Each day it seems there are more apps allowing users to harness the power of artificial intelligence (AI) to do everything from answering questions to altering photographs. If you’ve enjoyed experimenting with them you might not have thought much about security.
But should you?
Technology experts say there can be risks in downloading any kind of app. To load the software you must answer questions and provide access to your device’s information such as your location, contacts, and even screen recording capabilities.
Josh Davies, principal technical marketing manager at cybersecurity software and services provider Fortra, points out that even legitimate apps will ask for these permissions because they are required to perform core functions. He says people are used to the drill but may not be mindful of how the access can be abused to obtain your data, monitor your locations, or spy on your activity.
“Another common objective is to steal a phone’s computing power for the malicious actor’s benefit, like crypto-jacking to mine cryptocurrency, or the more recent proxy-jacking which sells your phone compute to users wishing to hide their location/IP address,” Davies told ConsumerAffairs.
How to stay out of trouble
With developers rushing to get attention for their bots, it can be hard to tell the good guys from the bad guys. Davies says it’s very easy to download an illegitimate app that’s masquerading as a helpful new AI tool.
Davies offers these tips for staying out of trouble:
Look at the ratings and reviews, but be wary of fake reviews left by bots. These should stand out as generic, unspecific, repetitive and/or written with poor grammar or spelling.
Review the permissions and data requested. Is it necessary to give access for the apps functionality? Is it proportionate? If you do allow permissions, it’s best to select “allow only when using this app” unless there is a legitimate reason to allow persistent access.
Always ensure your device and apps are up to date. Updates include security patches that fix discovered vulnerabilities.
Only download from trusted app stores. Apple has an approval process with controls and checks over what apps they accept in their store, meaning they tend to host fewer malicious/fake apps. Whereas Google allows anyone to host on their Play store and removes apps retrospectively.

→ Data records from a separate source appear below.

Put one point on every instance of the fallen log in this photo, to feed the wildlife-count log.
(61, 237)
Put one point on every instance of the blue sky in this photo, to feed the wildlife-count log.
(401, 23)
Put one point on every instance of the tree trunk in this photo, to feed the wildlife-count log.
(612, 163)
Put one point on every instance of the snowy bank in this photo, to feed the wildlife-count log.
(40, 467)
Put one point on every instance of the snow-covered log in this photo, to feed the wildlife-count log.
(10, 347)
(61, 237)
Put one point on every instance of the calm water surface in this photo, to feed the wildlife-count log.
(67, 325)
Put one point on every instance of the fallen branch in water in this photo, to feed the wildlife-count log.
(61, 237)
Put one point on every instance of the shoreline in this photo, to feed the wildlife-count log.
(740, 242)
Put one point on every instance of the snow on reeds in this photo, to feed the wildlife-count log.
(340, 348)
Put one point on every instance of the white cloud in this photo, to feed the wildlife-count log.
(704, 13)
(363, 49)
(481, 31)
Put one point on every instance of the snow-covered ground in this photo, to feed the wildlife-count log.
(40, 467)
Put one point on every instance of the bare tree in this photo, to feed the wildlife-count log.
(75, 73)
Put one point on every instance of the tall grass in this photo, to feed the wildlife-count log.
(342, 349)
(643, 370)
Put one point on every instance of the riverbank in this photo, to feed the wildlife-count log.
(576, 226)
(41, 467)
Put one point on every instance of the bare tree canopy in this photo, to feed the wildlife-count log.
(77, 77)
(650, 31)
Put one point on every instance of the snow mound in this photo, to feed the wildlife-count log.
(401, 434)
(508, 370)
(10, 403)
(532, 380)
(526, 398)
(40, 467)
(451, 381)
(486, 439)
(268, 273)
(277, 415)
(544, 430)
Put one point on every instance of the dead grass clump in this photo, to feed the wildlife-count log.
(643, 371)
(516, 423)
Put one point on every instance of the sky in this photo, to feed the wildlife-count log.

Read and review information on the company and pay attention to logos or names that could be spoofed to appear very close to those of a trusted company.
AI in search
Consumers may also come in contract with AI through search engines. Bing recently incorporated ChatGPT 4 into its search functionality, allowing users to access the latest version of ChatGPT without having to pay for a premium subscription.
Eric Enge, president of Pilot Holding, recently tested Google’s Search Generative Experience (SGE). He says the user experience differs slightly from that of Bing Chat. One of the main differences is SGE provides more information and context to the query than the regular search would.
“Overall, I find the experience pretty good,” Enge wrote on Search Engine Land. “I get SGE results a bit more often than I want. (Although other people may want a different balance than what I’m looking for.) I expect Google will be tuning this interface on an ongoing basis.”